In emergencies, people become both more fragile and more collective. Culture shifts toward care, localism and shared endurance.
Government: Emergency accelerates authority, policy and trust tests
Emergency pulls government into everyday life. Australia’s pandemic response made this visible through border closures, lockdowns, vaccine rollout and public health mandates. By December 2021, Australia had fully vaccinated 90% of the population aged 16 and over, a remarkable policy and logistical achievement. But emergency governance also sharpened public scrutiny. The 2025 Edelman Trust Barometer found Australia had slipped into “distrust territory,” showing how fragile institutional legitimacy becomes when emergency powers persist or when social grievance deepens.

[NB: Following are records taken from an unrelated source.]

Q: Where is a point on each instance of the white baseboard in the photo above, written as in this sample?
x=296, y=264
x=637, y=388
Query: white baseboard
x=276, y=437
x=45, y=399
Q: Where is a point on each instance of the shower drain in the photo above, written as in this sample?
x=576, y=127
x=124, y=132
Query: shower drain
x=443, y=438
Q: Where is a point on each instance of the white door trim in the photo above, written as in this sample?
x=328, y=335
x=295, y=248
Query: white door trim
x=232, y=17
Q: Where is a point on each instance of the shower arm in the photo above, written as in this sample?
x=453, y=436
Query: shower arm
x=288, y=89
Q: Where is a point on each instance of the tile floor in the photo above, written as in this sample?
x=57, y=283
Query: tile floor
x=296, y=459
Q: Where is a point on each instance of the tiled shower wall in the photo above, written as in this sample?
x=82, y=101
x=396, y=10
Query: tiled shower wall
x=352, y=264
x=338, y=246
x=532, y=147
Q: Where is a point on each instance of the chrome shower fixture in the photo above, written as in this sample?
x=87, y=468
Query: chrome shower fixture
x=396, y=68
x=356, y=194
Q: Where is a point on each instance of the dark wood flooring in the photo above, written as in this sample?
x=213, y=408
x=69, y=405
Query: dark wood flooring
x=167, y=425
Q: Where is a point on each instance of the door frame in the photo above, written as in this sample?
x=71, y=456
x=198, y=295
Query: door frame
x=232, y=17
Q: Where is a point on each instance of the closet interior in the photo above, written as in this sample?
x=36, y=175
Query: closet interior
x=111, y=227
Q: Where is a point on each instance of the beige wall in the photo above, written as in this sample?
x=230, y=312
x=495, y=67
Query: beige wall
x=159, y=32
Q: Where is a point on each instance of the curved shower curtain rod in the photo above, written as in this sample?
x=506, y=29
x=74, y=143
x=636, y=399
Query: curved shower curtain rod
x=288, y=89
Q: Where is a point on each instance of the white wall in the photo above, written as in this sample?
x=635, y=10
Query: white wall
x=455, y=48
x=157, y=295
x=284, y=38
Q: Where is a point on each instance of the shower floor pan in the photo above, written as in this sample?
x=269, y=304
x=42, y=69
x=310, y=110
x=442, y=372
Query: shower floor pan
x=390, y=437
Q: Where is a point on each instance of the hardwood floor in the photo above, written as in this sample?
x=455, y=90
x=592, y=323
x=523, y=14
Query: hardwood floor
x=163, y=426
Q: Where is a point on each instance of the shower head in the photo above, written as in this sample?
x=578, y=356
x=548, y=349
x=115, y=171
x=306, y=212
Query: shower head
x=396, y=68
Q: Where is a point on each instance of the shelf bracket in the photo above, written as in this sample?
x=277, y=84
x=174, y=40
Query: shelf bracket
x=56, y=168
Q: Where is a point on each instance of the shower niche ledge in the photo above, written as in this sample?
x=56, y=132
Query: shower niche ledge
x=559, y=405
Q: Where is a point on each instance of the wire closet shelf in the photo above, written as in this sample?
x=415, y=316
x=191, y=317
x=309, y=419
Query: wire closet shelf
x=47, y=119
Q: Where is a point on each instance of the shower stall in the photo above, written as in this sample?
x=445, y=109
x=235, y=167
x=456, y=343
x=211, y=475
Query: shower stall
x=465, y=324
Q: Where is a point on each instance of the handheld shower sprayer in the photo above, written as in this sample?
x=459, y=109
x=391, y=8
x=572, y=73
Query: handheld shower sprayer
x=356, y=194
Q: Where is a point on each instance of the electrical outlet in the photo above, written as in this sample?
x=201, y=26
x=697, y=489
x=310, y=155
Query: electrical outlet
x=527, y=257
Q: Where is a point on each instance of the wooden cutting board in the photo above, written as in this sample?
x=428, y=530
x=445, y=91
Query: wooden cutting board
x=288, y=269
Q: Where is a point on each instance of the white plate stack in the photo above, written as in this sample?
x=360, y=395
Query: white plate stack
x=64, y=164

Bushfires showed a parallel pattern. The Royal Commission into National Natural Disaster Arrangements was established after Black Summer precisely because the scale of the crisis exposed coordination failures and the limits of existing systems. Emergency, in other words, acts as a policy accelerator: it compels government to intervene fast, but it also leaves a long tail of accountability.
In culture, government during emergency is not just administrator-in-chief; it becomes a symbol of whether systems can still protect people under pressure.
Place: Emergency transforms land, home and belonging
Place is where people gather, work, travel and belong. Emergency destabilises all of that. Black Summer destroyed more than 3,000 homes, and the 2022 floods led to more than 240,000 insurance claims valued at roughly $6 billion, including billions in home property losses. Emergency therefore changes place materially — homes are lost, towns are scarred, insurability shifts — but also culturally, because people begin to see familiar environments as exposed, unstable or newly sacred.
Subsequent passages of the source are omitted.